The new font is part of Red Peak’s ongoing efforts to simplify the company’s branding: as Intel’s previous font choice was only available in Latin, similar looking ones had to be sourced for other scripts, resulting in inconsistent branding and multiple complex licensing deals. It also wasn’t optimised for use on screen, and Red Peak felt the company needed one that would work just as well on tablets as billboards.
“[The old font] looked outdated and had a slightly mechanical feel,” says Dalton Maag creative director Bruno Maag. “Intel needed a brand font with personality… to be read by a five year old as much as by an 80 year old, used in small, large, in print, on screen and on devices that haven’t even been invented yet.”
Dalton Maag has been working on the project for around a year, and spent a month with Red Peak developing 20 initial concepts. The old Intel font was “completely disregarded,” says Maag, in favour of a cleaner design that references Intel’s logo and its values of openness and friendliness. “We picked up a few elements and basic proportions from the logo – you can see it in the way strokes are rounded off,” adds Maag.
Consistency is achieved across various scripts in the contrast, terminals and soft angles and Maag says characters are designed to have a “human” feel. “If you look at the way the lower case ‘a’ terminates, there’s a nice feature in the bottom of the stroke, a little like calligraphy pen lettering. We wanted the characters to have a human, friendly quality,” he says.
While Intel Clear had to communicate the brand’s personality, however, Maag says it was important to exercise restraint. “If you have too much personality, it leads to a fashionable design, which feels outdated in five years,” he says. “For a company like Intel, it needs to live at least 10-15 years and ideally even longer.”
It was also important to ensure Intel Clear looked contemporary across different scripts, says Maag. “Designing a font like this, you have to really think about functionality and how it looks in other languages. Something might look contemporary in a Latin font but old fashioned or totally inappropriate for Arabic. You have to find the one that works for both,” he says.
Throughout the development process, Intel Clear had to be tested on a range of different screens, from smartphones to tablets and PCs. The main challenge, says Maag, was creating one that would cater to various screen sizes and resolutions. “In print, you have a fairly clear idea of where the font’s going to end up but with digital, you have to consider legacy devices, such as black and white or low resolution phones used in the developing world, [as well as] multi colour, hi res tablets. We had to exclude some devices below 100dpi,” he explains.

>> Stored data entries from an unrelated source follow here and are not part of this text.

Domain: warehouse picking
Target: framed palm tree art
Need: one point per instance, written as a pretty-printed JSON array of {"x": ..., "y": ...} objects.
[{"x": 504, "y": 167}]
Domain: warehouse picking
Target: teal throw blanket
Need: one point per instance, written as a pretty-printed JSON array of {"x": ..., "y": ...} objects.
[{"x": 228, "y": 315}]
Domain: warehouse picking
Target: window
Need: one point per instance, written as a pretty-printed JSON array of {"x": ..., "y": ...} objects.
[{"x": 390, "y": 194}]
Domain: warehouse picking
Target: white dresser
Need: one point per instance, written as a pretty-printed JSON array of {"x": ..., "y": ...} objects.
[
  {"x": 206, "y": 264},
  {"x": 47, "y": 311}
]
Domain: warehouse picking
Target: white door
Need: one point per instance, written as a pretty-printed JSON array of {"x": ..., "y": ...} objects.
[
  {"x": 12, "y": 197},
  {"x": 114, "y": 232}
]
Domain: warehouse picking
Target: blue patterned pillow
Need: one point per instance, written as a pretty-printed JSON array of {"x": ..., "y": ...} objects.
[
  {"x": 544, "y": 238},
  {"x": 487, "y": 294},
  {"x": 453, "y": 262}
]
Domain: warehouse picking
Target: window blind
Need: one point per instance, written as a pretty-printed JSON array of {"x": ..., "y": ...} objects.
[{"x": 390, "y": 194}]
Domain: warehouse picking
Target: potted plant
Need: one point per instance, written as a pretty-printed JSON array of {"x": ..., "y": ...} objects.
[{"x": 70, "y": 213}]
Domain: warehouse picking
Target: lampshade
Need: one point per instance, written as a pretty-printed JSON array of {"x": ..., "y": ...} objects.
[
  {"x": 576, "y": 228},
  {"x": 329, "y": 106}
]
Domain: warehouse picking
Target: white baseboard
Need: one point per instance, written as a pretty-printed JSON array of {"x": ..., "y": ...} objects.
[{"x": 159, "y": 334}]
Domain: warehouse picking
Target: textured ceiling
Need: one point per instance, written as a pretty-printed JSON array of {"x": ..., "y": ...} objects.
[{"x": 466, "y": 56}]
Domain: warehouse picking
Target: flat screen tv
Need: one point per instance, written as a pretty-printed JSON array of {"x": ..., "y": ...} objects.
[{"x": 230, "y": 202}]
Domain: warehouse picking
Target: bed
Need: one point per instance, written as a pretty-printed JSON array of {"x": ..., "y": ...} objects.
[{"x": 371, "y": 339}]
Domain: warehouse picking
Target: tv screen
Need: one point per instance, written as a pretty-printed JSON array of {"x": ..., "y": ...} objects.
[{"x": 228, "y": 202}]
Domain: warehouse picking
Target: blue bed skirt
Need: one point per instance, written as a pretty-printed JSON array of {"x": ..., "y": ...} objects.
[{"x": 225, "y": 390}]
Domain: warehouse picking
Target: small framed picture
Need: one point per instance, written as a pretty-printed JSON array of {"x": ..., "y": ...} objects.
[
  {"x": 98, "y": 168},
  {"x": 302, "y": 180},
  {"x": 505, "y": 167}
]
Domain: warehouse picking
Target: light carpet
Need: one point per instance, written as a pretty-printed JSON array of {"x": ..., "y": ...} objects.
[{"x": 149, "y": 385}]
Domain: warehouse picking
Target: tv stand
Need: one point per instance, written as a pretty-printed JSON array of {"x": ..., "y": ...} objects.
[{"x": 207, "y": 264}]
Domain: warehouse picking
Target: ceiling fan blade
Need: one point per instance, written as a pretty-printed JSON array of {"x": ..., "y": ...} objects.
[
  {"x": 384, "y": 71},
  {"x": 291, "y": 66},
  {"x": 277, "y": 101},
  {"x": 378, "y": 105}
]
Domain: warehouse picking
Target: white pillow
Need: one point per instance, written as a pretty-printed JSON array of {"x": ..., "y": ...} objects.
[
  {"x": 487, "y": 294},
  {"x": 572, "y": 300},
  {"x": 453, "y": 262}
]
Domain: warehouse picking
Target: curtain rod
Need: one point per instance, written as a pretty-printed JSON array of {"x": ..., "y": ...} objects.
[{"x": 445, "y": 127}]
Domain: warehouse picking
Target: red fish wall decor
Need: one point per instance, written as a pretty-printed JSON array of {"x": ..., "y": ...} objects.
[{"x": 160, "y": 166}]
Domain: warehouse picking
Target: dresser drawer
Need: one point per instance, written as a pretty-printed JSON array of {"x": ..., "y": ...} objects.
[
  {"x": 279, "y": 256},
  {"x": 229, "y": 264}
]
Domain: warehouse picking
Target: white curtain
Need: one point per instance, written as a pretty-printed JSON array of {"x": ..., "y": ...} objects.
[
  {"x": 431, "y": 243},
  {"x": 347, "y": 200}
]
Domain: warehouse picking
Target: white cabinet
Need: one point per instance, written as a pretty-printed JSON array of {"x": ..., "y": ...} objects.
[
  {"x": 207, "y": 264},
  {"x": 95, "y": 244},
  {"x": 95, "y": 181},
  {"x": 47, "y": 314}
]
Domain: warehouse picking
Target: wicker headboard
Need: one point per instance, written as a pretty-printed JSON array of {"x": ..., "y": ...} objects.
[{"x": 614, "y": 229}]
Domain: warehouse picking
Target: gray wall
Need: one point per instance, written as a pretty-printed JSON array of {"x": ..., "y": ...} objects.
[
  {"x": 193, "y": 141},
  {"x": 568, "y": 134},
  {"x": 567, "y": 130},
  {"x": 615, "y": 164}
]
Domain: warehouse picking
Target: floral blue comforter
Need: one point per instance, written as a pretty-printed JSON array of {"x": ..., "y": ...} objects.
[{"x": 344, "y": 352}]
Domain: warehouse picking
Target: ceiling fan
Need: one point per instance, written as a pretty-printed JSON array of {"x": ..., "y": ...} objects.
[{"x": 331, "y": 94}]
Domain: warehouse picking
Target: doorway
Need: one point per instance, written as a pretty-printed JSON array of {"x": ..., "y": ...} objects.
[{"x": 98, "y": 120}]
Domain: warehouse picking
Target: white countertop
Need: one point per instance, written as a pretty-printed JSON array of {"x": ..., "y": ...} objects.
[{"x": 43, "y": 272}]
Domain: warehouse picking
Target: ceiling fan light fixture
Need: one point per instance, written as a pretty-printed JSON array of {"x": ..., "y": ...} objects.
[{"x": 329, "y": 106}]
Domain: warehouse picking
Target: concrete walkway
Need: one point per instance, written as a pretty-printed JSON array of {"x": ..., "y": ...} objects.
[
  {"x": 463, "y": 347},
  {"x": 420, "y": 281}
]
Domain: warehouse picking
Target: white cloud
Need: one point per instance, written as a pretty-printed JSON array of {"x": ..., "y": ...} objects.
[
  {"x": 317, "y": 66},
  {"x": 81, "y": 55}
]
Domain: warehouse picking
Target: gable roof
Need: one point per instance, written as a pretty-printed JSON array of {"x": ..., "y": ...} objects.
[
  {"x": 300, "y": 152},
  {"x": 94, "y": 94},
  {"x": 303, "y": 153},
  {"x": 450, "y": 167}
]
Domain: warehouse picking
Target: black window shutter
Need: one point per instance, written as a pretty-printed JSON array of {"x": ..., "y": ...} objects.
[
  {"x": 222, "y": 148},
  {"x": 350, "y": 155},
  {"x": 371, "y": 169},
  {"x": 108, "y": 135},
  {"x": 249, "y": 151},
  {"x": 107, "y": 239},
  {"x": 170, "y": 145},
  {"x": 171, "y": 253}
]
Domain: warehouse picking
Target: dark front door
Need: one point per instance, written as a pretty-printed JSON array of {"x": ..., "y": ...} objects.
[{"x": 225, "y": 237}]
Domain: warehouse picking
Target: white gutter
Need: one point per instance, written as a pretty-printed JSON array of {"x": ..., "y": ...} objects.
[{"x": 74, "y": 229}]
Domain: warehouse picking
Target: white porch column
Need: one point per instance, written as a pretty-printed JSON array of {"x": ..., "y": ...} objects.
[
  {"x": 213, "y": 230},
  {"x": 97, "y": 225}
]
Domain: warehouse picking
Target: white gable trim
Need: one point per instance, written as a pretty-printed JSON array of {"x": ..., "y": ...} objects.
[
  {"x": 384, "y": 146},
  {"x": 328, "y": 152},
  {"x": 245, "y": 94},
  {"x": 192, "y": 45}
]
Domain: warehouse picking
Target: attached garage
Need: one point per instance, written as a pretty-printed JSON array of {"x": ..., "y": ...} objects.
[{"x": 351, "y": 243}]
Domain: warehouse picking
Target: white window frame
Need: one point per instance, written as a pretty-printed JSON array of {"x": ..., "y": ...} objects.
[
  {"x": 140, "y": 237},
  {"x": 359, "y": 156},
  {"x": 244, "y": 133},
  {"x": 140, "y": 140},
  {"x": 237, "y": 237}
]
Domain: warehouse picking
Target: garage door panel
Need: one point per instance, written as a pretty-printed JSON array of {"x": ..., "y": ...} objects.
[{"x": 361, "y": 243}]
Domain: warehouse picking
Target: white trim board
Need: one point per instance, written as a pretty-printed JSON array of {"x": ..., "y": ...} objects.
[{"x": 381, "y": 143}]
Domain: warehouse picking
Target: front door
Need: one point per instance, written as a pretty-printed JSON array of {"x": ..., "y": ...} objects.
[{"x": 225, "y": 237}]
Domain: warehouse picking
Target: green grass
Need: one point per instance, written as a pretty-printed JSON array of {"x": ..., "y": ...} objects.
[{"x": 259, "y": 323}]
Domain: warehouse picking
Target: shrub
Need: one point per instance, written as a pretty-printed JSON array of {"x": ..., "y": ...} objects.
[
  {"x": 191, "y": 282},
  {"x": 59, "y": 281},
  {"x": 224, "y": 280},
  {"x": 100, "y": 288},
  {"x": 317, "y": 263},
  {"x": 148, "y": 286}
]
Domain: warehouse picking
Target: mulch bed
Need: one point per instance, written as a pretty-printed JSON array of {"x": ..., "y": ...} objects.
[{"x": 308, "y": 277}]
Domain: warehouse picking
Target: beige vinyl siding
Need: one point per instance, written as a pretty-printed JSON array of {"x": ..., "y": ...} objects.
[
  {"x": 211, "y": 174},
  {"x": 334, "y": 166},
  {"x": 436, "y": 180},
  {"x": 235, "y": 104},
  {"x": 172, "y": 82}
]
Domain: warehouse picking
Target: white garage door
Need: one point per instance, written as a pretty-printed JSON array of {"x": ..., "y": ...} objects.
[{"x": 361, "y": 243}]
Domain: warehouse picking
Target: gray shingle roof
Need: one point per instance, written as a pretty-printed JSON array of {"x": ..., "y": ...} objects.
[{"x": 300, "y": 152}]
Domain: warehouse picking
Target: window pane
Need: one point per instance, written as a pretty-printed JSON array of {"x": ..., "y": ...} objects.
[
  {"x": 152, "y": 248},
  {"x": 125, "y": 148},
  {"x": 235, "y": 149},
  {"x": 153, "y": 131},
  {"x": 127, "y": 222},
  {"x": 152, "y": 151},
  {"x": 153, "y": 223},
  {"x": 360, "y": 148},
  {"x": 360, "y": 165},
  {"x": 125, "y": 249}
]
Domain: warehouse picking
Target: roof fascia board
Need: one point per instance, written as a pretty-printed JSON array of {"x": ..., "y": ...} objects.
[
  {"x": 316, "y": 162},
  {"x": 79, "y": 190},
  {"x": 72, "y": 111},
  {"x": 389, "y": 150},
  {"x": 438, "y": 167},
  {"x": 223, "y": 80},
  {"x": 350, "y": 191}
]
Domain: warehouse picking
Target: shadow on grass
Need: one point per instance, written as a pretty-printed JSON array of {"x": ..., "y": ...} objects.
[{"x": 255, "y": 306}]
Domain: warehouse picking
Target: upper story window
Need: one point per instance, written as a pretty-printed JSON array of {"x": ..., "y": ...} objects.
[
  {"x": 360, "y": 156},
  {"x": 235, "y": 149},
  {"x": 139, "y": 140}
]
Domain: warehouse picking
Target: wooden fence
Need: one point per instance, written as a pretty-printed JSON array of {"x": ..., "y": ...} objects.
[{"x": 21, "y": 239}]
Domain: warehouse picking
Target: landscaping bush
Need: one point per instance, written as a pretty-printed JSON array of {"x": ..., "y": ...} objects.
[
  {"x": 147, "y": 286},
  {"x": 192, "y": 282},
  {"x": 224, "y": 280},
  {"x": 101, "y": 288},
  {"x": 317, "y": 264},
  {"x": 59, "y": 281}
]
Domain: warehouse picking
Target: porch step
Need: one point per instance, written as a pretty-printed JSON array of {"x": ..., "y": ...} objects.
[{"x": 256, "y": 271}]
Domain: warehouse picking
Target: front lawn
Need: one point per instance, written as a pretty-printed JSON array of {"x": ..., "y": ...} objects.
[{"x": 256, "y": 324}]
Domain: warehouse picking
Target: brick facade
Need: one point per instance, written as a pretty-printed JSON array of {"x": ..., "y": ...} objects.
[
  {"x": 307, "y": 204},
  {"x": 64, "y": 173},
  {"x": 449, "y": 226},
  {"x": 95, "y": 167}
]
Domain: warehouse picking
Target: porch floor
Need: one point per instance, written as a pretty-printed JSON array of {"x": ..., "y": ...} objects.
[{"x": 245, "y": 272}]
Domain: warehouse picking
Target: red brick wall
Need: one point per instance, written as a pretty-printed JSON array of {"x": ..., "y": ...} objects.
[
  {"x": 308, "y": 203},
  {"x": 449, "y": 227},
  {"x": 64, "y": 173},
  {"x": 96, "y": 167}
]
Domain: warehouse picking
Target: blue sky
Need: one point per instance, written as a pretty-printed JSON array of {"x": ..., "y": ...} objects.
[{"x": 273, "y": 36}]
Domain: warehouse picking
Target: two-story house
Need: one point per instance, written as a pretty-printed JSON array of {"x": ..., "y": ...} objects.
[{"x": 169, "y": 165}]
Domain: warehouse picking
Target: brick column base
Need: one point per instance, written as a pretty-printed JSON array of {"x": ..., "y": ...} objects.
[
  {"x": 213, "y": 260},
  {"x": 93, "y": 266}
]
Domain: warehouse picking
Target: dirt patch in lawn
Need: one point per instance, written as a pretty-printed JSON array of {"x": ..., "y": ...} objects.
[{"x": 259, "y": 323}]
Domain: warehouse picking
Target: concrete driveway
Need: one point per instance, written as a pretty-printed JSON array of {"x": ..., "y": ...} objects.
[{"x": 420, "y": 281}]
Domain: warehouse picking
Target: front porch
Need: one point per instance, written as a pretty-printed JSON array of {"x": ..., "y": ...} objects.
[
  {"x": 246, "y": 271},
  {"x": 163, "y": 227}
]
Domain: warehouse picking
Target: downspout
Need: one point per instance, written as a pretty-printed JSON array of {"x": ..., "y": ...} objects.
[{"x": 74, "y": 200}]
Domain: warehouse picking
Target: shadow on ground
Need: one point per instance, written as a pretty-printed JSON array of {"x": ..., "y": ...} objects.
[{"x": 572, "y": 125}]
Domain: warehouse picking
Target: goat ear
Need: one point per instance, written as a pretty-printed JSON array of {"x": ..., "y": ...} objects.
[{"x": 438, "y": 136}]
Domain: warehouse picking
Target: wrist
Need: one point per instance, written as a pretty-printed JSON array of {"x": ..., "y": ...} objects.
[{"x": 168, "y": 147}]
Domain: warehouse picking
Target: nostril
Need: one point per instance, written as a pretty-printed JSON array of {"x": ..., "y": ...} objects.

Another technical challenge was creating characters that would meet the height restrictions set by bounding boxes on digital devices. “Some Hindi letters, for example, are extremely tall, so we had to contextualise the proportional relationship. It did mean some compromises on design,” says Maag. To avoid text looking too condensed on small screens, Maag says characters had to be generous and relaxed.
Intel Clear is still a work in progress (some scripts have yet to be released) but from what we’ve seen, Dalton Maag and Red Peak have created a versatile font that gives Intel a more distinctive yet streamlined identity system. Every modern technology company should have a font that’s optimised for on-screen usage, and by creating one that works across all scripts, the agencies will likely save Intel a great deal of money in long term legal and licensing costs.